Katelyn McIntyre
On July 24th 1904, Sir Hugh John Macdonald experienced a supernatural encounter.
Recorded in a Winnipeg Telegram article uncovered in the archives of Dalnavert Museum, this remarkable and weird experience during a magic show put on by ‘the White Mahatma’ is covered in brief. During the climax of the performance, Macdonald received a message from the late Sedley Blanchard, a prominent Winnipeg lawyer and friend of Macdonald. The message was as follows:
‘My dear old Friend. – This is indeed a privilege I had not looked for or expected. I am near you, and it is my hand that guides the medium. – I am yours, Sedley Blanchard.’

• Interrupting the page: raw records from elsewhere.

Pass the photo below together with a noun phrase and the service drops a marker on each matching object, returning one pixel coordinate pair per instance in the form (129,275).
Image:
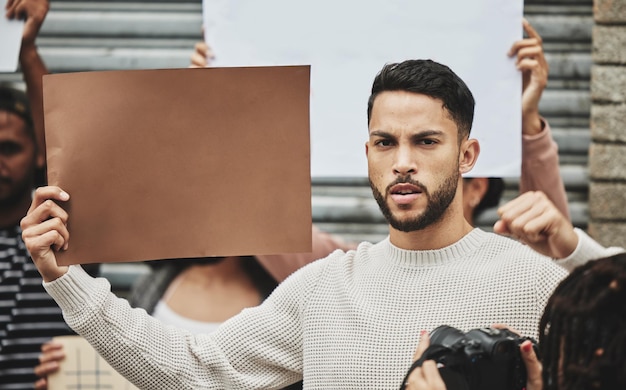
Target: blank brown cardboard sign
(181,163)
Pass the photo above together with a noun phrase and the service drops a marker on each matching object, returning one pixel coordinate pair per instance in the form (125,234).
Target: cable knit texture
(349,321)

What struck Macdonald was the signature. It was eerily similar to what he could remember of his dear friend’s. How did the White Mahatma know this Winnipeg lawyer who had passed nearly two decades prior? Macdonald even stated that he thought few in the hall would even remember him.
But first, who was this man channeling the spirits of the deceased and bringing their messages to the land of the living? Who exactly was the White Mahatma?
‘Mahatma’ comes from a Sanskrit word meaning “great-souled,” and is used in India as a title of love and respect, as well as in English to refer to a person of great prestige. The White Mahatma, however, had nothing to do with India. His real name was Samuel S. Baldwin, and he was born in Cincinnati, Ohio, in 1848. Throughout his career as a magician from the 1870s until his death in 1924, Baldwin, also known as “Samri,” held private séances and performed worldwide for crowds of civilians.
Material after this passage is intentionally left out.